I remember being eight-years-old and having a playground debate as to how Jamiroquai’s music video to the song “Virtual Insanity” was made. We were kids, so obviously one of the suggestions was that it was magic. Another said it was computer graphics. But the most plausible was that the floors were moving. When bringing this suggestion to my dad even he agreed that it was probably the answer. It wasn’t.

It’s the dance of a cyborg. 

If you’re not familiar with the 1996 pop-soul record or its video, you should remedy that right now. Jay Kay, the band’s singer, seems to glide across the grey floor of the set as he sings and dances. Sometimes he moves while stood completely still. This is the trick that had my school friends and I so fascinated. It’s as if he’s found a way to outdo Michael Jackson’s moonwalk, which is itself a sort of illusion performed by gliding the feet in a certain way so that it appears as a backwards walking motion—in practice, it is. Here, though, Jay Kay isn’t moving his feet at all, yet he moves across the floor. How?

The answer is simple. And it’s not one of Jay Kay’s admittedly skillful dance moves; no one can do the impossible. Nor is it a computer trick. If it were, that would prove rather ironic considering that the song is about the potential harmful effects of our obsession with technology (and that’s back in 1996!). As revealed in an interview with the video’s director Jonathan Glazer, the whole set was a self-contained unit on wheels that was built on a floor with no detail. The camera was attached to one of the walls so that when the set was moved around it would appear that only the objects inside the set, and that were separate from it, were moving—that included Jay Kay and the black sofas.

The method itself is very practical then. It would no doubt be solved easily these days with modern computer technology. But what would be lost in such a case would be the performance in front of the camera. What makes the “Virtual Insanity” music video impressive even today is its choreography, and not its practical effects, although they are all part of it. The way that Jay Kay tip-toes down a closing aisle between wall and sofa; how he steps at the same pace as the set so it appears that he’s moving nowhere; and how he rises from sitting to standing while narrowly avoiding a collision with the wall. It all gives the impression that Jay Kay has a  mechanical prowess. He’s beyond mere dancing skill, his body always escaping being crushed or moving in inhuman ways as if he were assisted by cybernetic enhancements. It’s the dance of a cyborg.

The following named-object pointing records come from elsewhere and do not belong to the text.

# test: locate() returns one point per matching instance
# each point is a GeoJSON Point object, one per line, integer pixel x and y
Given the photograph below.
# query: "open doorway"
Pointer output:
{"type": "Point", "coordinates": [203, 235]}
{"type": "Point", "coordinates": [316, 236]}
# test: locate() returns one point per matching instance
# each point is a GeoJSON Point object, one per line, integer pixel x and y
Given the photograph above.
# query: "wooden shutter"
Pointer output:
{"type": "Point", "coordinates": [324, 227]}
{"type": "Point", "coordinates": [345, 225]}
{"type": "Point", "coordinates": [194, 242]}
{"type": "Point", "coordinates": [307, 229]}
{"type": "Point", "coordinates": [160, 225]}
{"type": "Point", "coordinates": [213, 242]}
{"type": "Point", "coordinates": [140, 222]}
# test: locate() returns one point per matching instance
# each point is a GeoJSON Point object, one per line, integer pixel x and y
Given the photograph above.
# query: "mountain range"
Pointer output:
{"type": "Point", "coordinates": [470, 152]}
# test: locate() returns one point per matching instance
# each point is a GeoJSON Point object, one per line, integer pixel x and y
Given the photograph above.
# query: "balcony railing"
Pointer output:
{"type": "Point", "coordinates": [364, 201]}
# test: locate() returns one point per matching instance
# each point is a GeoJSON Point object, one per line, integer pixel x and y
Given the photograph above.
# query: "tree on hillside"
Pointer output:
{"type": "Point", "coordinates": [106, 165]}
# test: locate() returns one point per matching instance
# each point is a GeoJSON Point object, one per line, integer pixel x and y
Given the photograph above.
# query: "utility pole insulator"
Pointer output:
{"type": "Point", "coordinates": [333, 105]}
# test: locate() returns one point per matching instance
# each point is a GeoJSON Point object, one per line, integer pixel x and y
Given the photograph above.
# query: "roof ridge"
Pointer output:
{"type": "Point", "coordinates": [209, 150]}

It is this that you must attempt to replicate in the videogame tribute to the music video. It’s called, quite simply, Jamiroquai Game. You play as Jay Kay as he steps without moving on that grey floor. All the while, black sofas and chairs emerge out of the walls and glide across the floor. Your task is to ensure Jay Kay isn’t hit by any of them. He must be as untouchable as he is in the video. If he isn’t, a comical collision is had as his entire body ragdolls into a limp, jelly-like version of itself. It gets pretty tough, so if you’re the kind of person to not give up on these challenges, you’ll probably end up slipping into your own virtual insanity. Fitting.

You can download Jamiroquai Game for free on Game Jolt.